There are some limitations in our study. First, we did not have information on smoking, obesity, severity of MI, invasive management after discharge, the treating specialist at the admitting hospital and other unmeasured risk factors, all of which are likely to be important in patients with heart disease. However, we did use the Carstairs socioeconomic deprivation score as a surrogate measure for at least some of these factors.20 21 Also, our previous sensitivity analysis on unmeasured risk factors showed that at least some of these unknown risk factors were unlikely to make a big impact on cardiovascular outcome.22 Second, the distance we used in this study was based on home and hospital addresses. We did not know the exact location of the patients when they had a heart attack. However, given the average age of 72, we would expect that the majority of patients would have had their MI at or near their home. Third, we did not have information on the time of onset of MI symptoms. Fourth, we used linear distance and estimated travel time in the study. However, distance along the road network may be different and there may have been differences in traffic conditions at different times of day.
We observed independent risk reductions in mortality during the follow-up period for lipid-lowering drugs, antiplatelet drugs and β-blockers consistent with the finding from clinical trials and other observational studies.23–28 However we may have underestimated the benefits of cardiovascular drugs because we assumed all patients complied with their drug treatment when in reality this is rarely the case.28 Finally, the diagnostic accuracy of MI death before hospitalisation is open to question. The data retrieved from the General Register Office revealed that in those subjects who had postmortem examinations performed, the diagnosis of MI was almost always confirmed. Presumably those subjects who underwent post mortems were those in whom the diagnosis was in question and was more likely to be incorrect. Thus these postmortem data are reassuring and suggest that prehospital MI death data were reasonably accurate.

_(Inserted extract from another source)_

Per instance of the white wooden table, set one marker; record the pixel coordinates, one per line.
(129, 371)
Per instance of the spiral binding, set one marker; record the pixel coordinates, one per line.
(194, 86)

The strength of our study is the population-based cohort design, with complete follow-up over the study period. This approach allows a “real-world” population to be studied, representing all socioeconomic groups and within a universal healthcare coverage scheme.29 The results inform us that there may be geographical inequality in healthcare delivery, the cause of which is currently difficult to explain. This relation may influence healthcare policy on the provision of prehospital care such as thrombolysis for MI, the enhanced provision of paramedics and the greater delivery of ambulance services to remote communities. It is in line with the recent Kerr report in Scotland calling for services to be delivered closer to patients wherever possible,30 and studies demonstrating that managed clinical networks can achieve this goal.31
In conclusion, our data suggested that distance from home to hospital may predict mortality outcome in subjects experiencing an acute MI. These data provide support for policies that locate services for acute MI closer to where patients live.
Funding: LW holds a Special Training Fellowship in Health Services and Health of the Public Research Award from the MRC, UK
Competing interests: None.
Ethics approval: This study was approved by Tayside Research Ethics Committee and the Tayside Caldicott Guardians.